On March 4, I attended the 10th annual Machine Learning Symposium organized by the New York Academy of Sciences. This was the third time I attended. It is a nice day-long event with a 3-4 keynote talks and several posters and 5-minute talks by selected poster presenters. It was at this venue that I first heard David Blei talk about topic modeling and LDA in 2010. Below are the talks I enjoyed most this time.

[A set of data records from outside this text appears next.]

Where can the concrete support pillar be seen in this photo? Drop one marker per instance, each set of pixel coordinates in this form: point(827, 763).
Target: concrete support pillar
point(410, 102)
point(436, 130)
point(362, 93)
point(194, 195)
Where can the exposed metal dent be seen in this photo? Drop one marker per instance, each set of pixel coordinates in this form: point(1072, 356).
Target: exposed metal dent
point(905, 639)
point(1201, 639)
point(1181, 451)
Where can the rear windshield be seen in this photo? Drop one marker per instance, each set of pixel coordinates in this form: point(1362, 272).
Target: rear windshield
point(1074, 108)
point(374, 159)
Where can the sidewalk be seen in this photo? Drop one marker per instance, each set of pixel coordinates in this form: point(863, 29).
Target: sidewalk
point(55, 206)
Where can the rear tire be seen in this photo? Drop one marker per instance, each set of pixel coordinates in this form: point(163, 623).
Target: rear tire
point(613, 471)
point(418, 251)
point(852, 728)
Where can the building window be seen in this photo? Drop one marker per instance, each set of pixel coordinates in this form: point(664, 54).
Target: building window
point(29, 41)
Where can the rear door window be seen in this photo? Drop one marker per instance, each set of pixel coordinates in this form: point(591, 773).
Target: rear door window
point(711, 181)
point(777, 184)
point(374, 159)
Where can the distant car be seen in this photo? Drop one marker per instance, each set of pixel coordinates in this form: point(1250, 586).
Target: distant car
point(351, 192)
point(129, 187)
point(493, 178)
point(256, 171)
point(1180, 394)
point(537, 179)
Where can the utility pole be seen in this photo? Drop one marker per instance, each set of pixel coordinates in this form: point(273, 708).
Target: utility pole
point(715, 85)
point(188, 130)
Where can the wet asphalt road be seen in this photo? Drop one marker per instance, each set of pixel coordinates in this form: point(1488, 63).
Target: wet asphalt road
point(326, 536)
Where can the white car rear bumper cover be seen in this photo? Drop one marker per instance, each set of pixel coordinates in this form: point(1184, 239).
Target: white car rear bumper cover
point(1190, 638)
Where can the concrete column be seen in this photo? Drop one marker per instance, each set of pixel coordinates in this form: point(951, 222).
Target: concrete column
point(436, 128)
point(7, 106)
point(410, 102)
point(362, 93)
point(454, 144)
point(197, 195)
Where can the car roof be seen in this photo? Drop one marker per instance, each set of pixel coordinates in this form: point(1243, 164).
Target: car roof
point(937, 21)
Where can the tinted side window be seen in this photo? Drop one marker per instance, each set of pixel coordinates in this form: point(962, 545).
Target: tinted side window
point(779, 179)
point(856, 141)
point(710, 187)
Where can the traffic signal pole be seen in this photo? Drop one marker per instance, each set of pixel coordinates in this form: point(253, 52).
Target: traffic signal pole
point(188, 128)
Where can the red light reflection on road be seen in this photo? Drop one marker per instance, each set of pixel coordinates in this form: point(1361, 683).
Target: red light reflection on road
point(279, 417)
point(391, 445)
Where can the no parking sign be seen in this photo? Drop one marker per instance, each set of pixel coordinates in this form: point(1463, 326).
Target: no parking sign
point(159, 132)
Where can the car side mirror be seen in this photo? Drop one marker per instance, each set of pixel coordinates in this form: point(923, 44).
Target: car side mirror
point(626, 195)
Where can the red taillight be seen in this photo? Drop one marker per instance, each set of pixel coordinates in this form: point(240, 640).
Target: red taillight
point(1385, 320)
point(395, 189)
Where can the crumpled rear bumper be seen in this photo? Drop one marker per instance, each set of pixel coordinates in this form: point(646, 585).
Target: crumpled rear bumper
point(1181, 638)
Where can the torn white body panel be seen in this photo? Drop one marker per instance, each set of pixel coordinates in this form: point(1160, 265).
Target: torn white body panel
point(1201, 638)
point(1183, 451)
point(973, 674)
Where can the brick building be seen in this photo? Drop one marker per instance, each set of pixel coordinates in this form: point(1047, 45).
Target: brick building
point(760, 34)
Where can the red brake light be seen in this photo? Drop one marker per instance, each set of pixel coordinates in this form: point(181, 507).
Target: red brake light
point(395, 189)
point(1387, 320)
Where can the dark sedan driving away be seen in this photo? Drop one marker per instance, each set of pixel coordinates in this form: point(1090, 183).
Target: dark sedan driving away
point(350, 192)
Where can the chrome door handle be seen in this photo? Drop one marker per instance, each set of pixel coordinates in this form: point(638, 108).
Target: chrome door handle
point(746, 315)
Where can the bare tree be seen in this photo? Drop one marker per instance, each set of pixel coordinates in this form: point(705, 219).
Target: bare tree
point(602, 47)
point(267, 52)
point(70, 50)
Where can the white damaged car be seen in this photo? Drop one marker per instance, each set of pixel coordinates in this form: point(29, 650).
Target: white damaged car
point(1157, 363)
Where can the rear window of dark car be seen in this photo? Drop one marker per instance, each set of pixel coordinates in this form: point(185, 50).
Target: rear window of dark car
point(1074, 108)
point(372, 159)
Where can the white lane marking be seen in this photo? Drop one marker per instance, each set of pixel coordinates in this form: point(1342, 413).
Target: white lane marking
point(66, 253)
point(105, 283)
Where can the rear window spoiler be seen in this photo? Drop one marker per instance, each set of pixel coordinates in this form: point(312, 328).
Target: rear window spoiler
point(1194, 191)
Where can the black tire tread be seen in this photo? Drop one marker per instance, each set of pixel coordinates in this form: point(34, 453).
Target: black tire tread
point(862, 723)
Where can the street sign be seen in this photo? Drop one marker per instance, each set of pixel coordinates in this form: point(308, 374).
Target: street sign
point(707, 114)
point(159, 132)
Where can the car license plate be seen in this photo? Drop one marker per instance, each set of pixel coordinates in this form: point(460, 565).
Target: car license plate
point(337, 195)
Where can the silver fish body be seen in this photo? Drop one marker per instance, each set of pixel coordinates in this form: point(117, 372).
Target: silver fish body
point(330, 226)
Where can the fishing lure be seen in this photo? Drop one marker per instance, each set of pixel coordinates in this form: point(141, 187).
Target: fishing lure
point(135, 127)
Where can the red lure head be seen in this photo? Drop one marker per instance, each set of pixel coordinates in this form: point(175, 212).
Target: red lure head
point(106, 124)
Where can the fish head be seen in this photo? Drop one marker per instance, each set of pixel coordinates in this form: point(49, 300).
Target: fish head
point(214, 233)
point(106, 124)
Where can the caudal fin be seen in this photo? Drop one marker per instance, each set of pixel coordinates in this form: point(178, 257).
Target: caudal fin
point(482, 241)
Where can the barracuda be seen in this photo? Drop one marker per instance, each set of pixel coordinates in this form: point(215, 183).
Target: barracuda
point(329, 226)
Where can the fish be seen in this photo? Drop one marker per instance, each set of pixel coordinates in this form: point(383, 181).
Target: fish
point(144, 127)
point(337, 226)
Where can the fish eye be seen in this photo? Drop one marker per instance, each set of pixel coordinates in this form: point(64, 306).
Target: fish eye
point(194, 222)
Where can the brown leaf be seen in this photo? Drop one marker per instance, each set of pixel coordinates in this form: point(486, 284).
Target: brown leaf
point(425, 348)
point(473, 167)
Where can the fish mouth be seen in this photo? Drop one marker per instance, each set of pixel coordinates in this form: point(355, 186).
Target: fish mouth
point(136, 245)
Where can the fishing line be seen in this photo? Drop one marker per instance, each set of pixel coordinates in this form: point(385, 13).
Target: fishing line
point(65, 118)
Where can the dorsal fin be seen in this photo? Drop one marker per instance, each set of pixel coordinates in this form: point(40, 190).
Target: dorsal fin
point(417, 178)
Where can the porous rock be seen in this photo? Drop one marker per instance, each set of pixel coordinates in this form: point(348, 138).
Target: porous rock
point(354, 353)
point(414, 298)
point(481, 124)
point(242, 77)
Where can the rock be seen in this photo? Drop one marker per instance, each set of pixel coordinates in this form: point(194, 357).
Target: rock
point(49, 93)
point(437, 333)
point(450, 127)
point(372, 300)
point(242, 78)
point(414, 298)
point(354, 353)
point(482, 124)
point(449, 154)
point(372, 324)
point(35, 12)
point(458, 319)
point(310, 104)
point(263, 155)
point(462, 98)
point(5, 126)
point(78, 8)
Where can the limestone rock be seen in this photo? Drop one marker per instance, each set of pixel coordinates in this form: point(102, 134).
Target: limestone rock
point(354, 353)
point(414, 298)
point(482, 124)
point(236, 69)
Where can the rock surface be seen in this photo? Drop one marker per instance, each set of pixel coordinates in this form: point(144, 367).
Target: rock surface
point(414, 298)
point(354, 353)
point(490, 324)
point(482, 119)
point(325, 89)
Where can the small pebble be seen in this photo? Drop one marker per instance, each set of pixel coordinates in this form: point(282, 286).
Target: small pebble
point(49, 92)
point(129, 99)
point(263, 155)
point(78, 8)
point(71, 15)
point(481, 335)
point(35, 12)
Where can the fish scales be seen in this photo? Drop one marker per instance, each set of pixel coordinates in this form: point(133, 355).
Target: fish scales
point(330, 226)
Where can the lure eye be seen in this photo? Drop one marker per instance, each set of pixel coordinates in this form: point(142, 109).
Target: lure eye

Alex Graves, Google DeepMind
This was the best talk of the day in my opinion. Alex presented a set of results on the role of specifying which parts of the input to pay attention to in deep neural networks. Deep networks naturally learn where to focus their attention for a particular task (e.g. which parts of an image are responsible for detecting the desired output), but being able to provide some side information to the network pertaining to where to focus can improve learning tremendously. The mathematical development of this idea makes use of smooth, differentiable operators for specifying where to focus attention, so that these operators can be included in gradient descent learning. Alex is famous for his work on handwriting recognition using Recurrent Neural Networks, and has a cool widget on his website where you can translate typed text into cursive handwriting in a chosen style.
Sasha Rakhlin, UPenn
This keynote was more theoretical than Alex’s talk. The setting for Sasha’s talk was predicting attributes of a node in a graph (e.g. a social network), when the input predictors include the graph structure as well as non-graph features of the node, and data about nodes arrives in an online fashion. Training a machine in the offline setting (e.g. a classifier for whether a user in a social network will click on a given ad) using conventional methods runs into a combinatorial explosion. Sasha’s work shows that the online setting allows for a relaxation that allows for polynomial time learning.
Multitask Matrix Completion for Learning Protein Interactions across Diseases
Meghana Kshirsagar, IBM Research
The matrix completion problem, exemplified by the Netflix Challenge is that a large matrix with a low rank has very few entries available and the task is to estimate the missing entries. The problem also arises in the context of protein-protein interactions between the proteins of disease causing germs and proteins of a host organism. While there are several known methods for matrix completion (e.g. nuclear norm minimization, Candes et al. ), this setting can also benefit from multi-task learning because often several diseases have similar responsible proteins. Multi-task learning, which is a general idea (not specific to matrix completion) that basically proposes that when multiple problems have portion of the signal in common, then using a combination of a shared representation and a specific representation can lead to better generalization.
Another Look at DWD: Thrifty Algorithm and Bayes Risk Consistency in RKHS
Boxiang Wang, University of Minnesota
Distance Weighted Discrimination was proposed as a superior alternative to the SVM, because unlike the SVM, the DWD cares about the distances of *all* data points from the separating hyperplane, rather than just the points closest to it. However, the DWD hasn’t yet enjoyed the popularity of the SVM because it require solving a SOCP rather than a quadratic program (SVM). This paper extends theoretical results on DWD (established Bayes risk consistency) and proposes an algorithm faster than second order cone programming.